2002) (“[T]he citizenship of unincorporated associations must be traced through however many
layers of partners or members there may be.”). The court finds a number of deficiencies in the
jurisdictional allegations pertaining to the LLCs in this case. First, REI alleges it is a “limited
liability company doing business in the state of Utah,” but fails to allege the citizenship of each
of its members. (See Dkt. No. 2 at ¶ 1.) Next, REI alleges LIENCLEAR – 0001, LLC
(“LienClear”) is a Delaware limited liability company, (see id. at ¶ 2), but this assertion conflicts
with the case caption, which states LienClear is a New York limited liability company.
Moreover, this assertion fails to allege the citizenship of each of LienClear’s members. REI also
fails to allege the citizenship of each of BCMG, LLC’s, BFNH, LLC’s, and Optimum Asset
Management, LLC’s members. (See id. at ¶¶ 3, 7.) Finally, paragraph 22 of the complaint
discusses an entity named “SAFE” that is not included in the jurisdictional allegations or case
caption. If REI intended to sue “SAFE,” REI must also include appropriate jurisdictional
allegations as to that business entity, whether it is a corporation, LLC, or some other entity.

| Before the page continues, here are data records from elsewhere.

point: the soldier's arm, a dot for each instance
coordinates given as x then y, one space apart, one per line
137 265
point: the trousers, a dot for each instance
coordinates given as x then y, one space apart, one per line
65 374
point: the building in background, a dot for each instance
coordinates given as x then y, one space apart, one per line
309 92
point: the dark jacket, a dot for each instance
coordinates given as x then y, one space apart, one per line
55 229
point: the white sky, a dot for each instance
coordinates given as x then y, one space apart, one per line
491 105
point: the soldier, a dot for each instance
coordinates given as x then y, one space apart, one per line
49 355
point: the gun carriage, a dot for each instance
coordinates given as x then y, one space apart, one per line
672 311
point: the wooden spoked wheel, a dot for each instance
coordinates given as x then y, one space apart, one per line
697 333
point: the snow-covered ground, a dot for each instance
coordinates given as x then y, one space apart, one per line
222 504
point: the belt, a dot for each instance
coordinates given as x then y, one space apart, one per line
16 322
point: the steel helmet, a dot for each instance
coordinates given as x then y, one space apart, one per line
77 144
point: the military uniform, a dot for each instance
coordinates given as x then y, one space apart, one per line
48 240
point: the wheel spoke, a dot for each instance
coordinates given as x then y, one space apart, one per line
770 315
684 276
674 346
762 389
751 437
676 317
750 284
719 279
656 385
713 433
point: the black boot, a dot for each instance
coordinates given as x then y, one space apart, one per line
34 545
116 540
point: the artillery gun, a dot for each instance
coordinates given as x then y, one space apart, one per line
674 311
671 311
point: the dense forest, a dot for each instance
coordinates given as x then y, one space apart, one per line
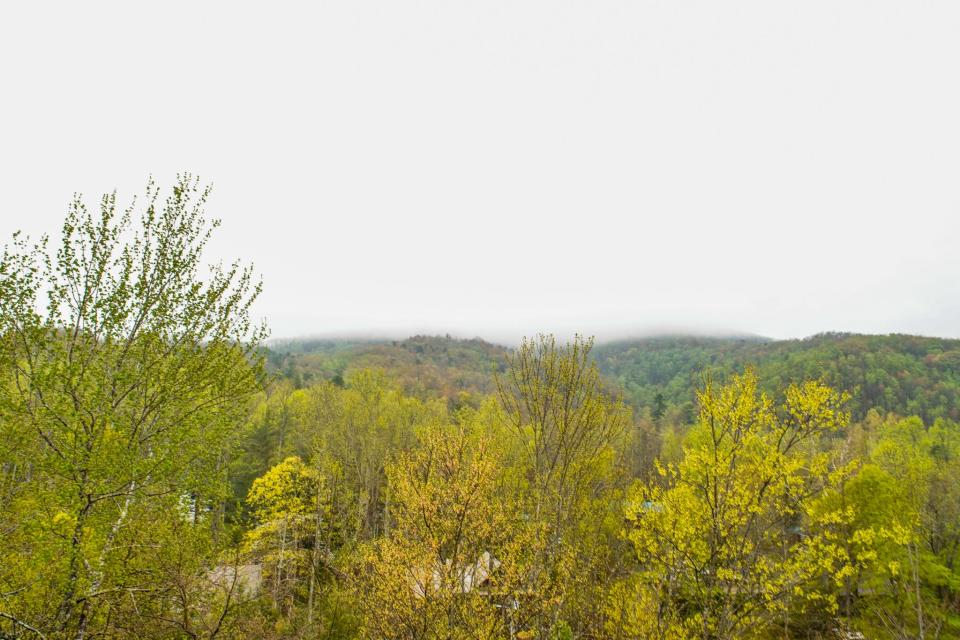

With respect to natural persons, diversity is also based on the person’s citizenship. REI
pleads the residences of Defendants Tom McCosker, Donald Byrne, Ben Edwards, and Dan
Friedman, (see Dkt. No. 2 at ¶¶ 4, 5, 6, 8), but such allegations are insufficient to establish
diversity jurisdiction. “An individual’s residence is not equivalent to his domicile and it is
domicile that is relevant for determining citizenship.” Siloam Springs, 781 F.3d at 1238 (citing
Whitelock v. Leatherman, 460 F.2d 507, 514 n.14 (10th Cir. 1972)). Indeed, “an allegation that a
party . . . is a resident of a state is not equivalent to an allegation of citizenship and is insufficient
to confer jurisdiction upon the District Court.” Id. A person is domiciled in a state “when the
person resides there and intends to remain there indefinitely.” Middleton v. Stephenson, 749 F.3d
1197, 1200 (10th Cir. 2014). REI must allege the domicile or citizenship of each of the
Due to the deficiencies identified above, REI has not satisfied the pleading requirements
for diversity jurisdiction in this case. See United States ex rel. General Rock & Sand Corp. v.
Chuska Dev. Corp., 55 F.3d 1491, 1495 (10th Cir. 1995) (“The party seeking the exercise of
jurisdiction in his favor must allege in his pleading the facts essential to show jurisdiction.”
(quoting Penteco Corp. v. Union Gas Sys., Inc., 929 F.2d 1519, 1521 (10th Cir. 1991))). The
court therefore ORDERS REI, on or before June 30, 2017, to show cause why the complaint
should not be dismissed for lack of jurisdiction or to amend the complaint to plead properly the
citizenship of the business entities and the natural persons joined on this action. Failure to do so
will result in the action being dismissed for lack of jurisdiction.
SO ORDERED this 14th day of June, 2017.